🤖 AI Summary
Existing 3D indoor layout generation methods suffer from either poor generalization (traditional approaches) or insufficient physical plausibility (LLM/VLM-driven methods). To address these limitations, we propose the first multi-agent framework that decouples and synergistically optimizes semantic understanding and physical constraints: a Planner invokes a semantic optimization tool to refine abstract spatial relationships; a Designer employs a physics-aware optimization tool—based on grid matching—to resolve geometric conflicts; and an Evaluator provides closed-loop feedback.

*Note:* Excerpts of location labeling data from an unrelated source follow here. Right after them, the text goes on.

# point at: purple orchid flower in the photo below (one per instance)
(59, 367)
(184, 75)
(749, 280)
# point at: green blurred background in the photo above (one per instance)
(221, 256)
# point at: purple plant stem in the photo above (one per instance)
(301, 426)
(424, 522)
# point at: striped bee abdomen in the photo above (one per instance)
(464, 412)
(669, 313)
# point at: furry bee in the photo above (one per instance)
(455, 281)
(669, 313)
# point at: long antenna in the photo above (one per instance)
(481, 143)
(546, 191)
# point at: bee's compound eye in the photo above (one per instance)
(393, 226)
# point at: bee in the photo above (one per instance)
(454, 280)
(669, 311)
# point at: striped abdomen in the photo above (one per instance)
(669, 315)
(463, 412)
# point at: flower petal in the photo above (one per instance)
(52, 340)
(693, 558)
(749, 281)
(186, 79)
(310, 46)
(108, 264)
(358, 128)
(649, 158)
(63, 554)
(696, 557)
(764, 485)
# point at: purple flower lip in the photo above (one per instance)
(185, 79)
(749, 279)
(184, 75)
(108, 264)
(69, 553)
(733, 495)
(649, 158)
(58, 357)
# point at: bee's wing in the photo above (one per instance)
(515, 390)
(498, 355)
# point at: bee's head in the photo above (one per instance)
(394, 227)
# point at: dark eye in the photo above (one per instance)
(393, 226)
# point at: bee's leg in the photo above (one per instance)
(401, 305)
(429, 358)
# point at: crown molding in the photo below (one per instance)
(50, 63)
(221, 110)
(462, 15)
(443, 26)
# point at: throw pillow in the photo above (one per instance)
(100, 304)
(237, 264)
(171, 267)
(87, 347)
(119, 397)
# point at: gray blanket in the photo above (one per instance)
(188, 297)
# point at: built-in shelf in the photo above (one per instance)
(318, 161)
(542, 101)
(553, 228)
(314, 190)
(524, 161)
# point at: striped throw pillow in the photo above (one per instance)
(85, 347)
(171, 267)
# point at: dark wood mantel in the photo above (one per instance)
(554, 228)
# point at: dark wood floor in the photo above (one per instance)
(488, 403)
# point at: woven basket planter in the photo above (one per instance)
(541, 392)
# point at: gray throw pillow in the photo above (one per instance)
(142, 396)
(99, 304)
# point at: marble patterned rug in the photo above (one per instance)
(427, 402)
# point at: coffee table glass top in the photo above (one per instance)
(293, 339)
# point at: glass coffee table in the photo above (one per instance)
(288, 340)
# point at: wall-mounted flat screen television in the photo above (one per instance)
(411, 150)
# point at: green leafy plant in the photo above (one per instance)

The two optimization tools operate independently and iteratively, coordinated dynamically via a task-scheduling mechanism. This design enables the first divide-and-conquer joint optimization of semantic comprehension and geometric constraints. Evaluated on standard benchmarks, our method achieves comprehensive SOTA performance, with significant improvements in layout合理性 (physical plausibility), visual realism, and cross-scene generalization—enabling high-fidelity construction of complex indoor virtual environments.
📝 Abstract
3D indoor layout synthesis is crucial for creating virtual environments. Traditional methods struggle with generalization due to fixed datasets. While recent LLM and VLM-based approaches offer improved semantic richness, they often lack robust and flexible refinement, resulting in suboptimal layouts. We develop DisCo-Layout, a novel framework that disentangles and coordinates physical and semantic refinement. For independent refinement, our Semantic Refinement Tool (SRT) corrects abstract object relationships, while the Physical Refinement Tool (PRT) resolves concrete spatial issues via a grid-matching algorithm. For collaborative refinement, a multi-agent framework intelligently orchestrates these tools, featuring a planner for placement rules, a designer for initial layouts, and an evaluator for assessment. Experiments demonstrate DisCo-Layout's state-of-the-art performance, generating realistic, coherent, and generalizable 3D indoor layouts. Our code will be publicly available.